Re: 【スマブラX小説】The Promise ( No.98 )
日時: 2012/11/25 15:53
名前: SHAKUSYA ◆fnwGhcGHos (ID: 4HUso7p7)
参照: 第二篇/Silent Saneness (狂者は嗤い乍ら泣き喚く)

 何も言えなくなってしまった私に、いきなり音量を落とした声が、刺さる。
 「いいかシスター? あのクソ兄貴を、細胞の一欠け、血の一滴駆逐するまで……俺はいつまでも戦ってやる。スマッシュブラザーズを、クソ兄貴を、この世界全ての住人を、あらゆる世界の全てを敵にしてでも。俺は誓ったんだ、ロンリーが死んだ、そう覚った瞬間から! 誰にも邪魔はさせねェ。

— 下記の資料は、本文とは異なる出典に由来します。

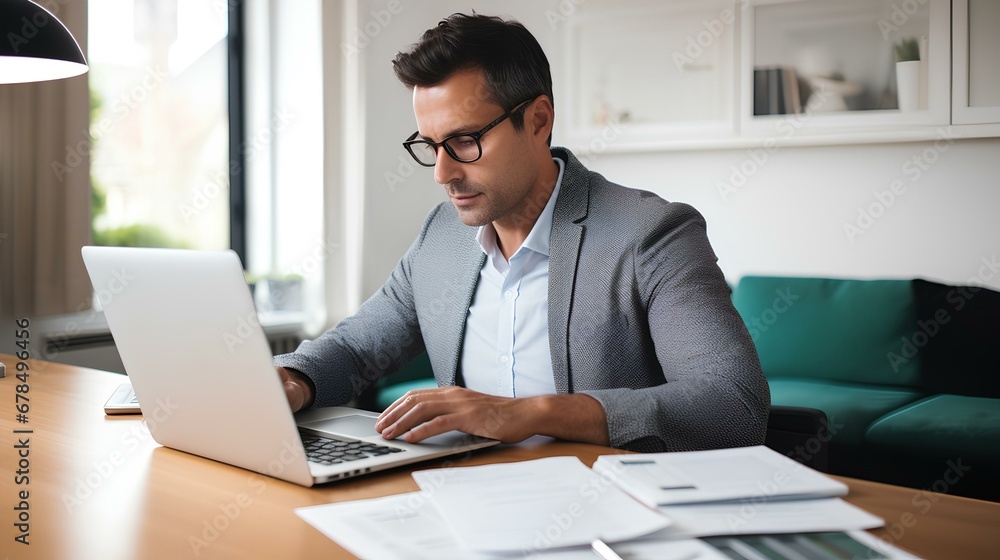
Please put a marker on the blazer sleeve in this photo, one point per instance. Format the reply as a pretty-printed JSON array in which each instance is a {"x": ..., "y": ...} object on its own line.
[
  {"x": 381, "y": 337},
  {"x": 714, "y": 394}
]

無論、お前にもだッ!」
 そして、乱暴に突き飛ばされた。
 「痛っ」
 咄嗟に手をつき、その場にひっくり返るのだけは辛うじて防いだが、小枝が掌に刺さった。枝は小さいしそんなに深い傷じゃないけれども、こういうのは結構痛い。地面に座りなおし、浅い角度で浅く刺さった枝を抜いておく。……ぎゃー、血がー。い、痛いー。
 こんな所に絆創膏はないしなぁ、と、本能に直接響く痛みの中、意味もなく辺りを見回してみる。そんな私の所作を、クレイジーが呆れたように眼を細めて見つめていた。な、何かそんなに見られると恥ずかしいなぁ。
 「怪我でもしたか?」
 ひとしきり喚いて落ち着きを取り戻したらしい、高くしゃがれた声が問いかける。
 対する応答は短めに。
 「ちょっと枝が刺さって、深くはないと思うんですけど」
 「見せろ」
 問答無用で腕を掴まれた。
 止血していないこともあるが、傷が思ったよりも深かったらしい、掌はすっかり血塗れだ。精神が高揚しているお陰でのた打ち回らずには済んでいるものの、見ていて気分はよくない。少しだけ眉を寄せる私と、明らかに平気そうでない掌の傷を交互に見やり、クレイジーは思いっきり顔をしかめた。
 「一緒だな……」
 ぼそりと呟き、冷え切った左手を私の掌に重ねる。その隙間から、音もなく緑色の光が微かに漏れたかと思うと、傷だらけの手はすぐ離れた。見てみれば、掌にあった傷は跡形もない。この破壊神が、あの短時間で、傷を此処まで綺麗に消せるものか。程度の大小こそあれ、マスターはもっと時間を掛けていたように思うが。
 「治癒魔法なんて、使えるんですね」
 「ンなもん、神は皆使える。ただ俺は、終点以外でも同じように使えるってだけだ」
 平然と言ってのけたが、マスターが終点以外でああなのだから実は恐ろしいことだ。マスターが私に吐いた、一聞すると情けなく聞こえる弱音は、実のところ普通なのかもしれない。そして私は、そんな存在を目の前にしている。
 少しだけ怖くなった。

To be continued...

あの破壊神が治癒魔法? なんて思うかもしれませんが、クレイジーも一応は神様なんで、使おうと思えばほぼオールジャンル使用可能です。

とりあえず、jkの腕をがっつり掴むのはやめようk(ry
マスターが見たら色んな意味で卒倒しそうな光景ですね。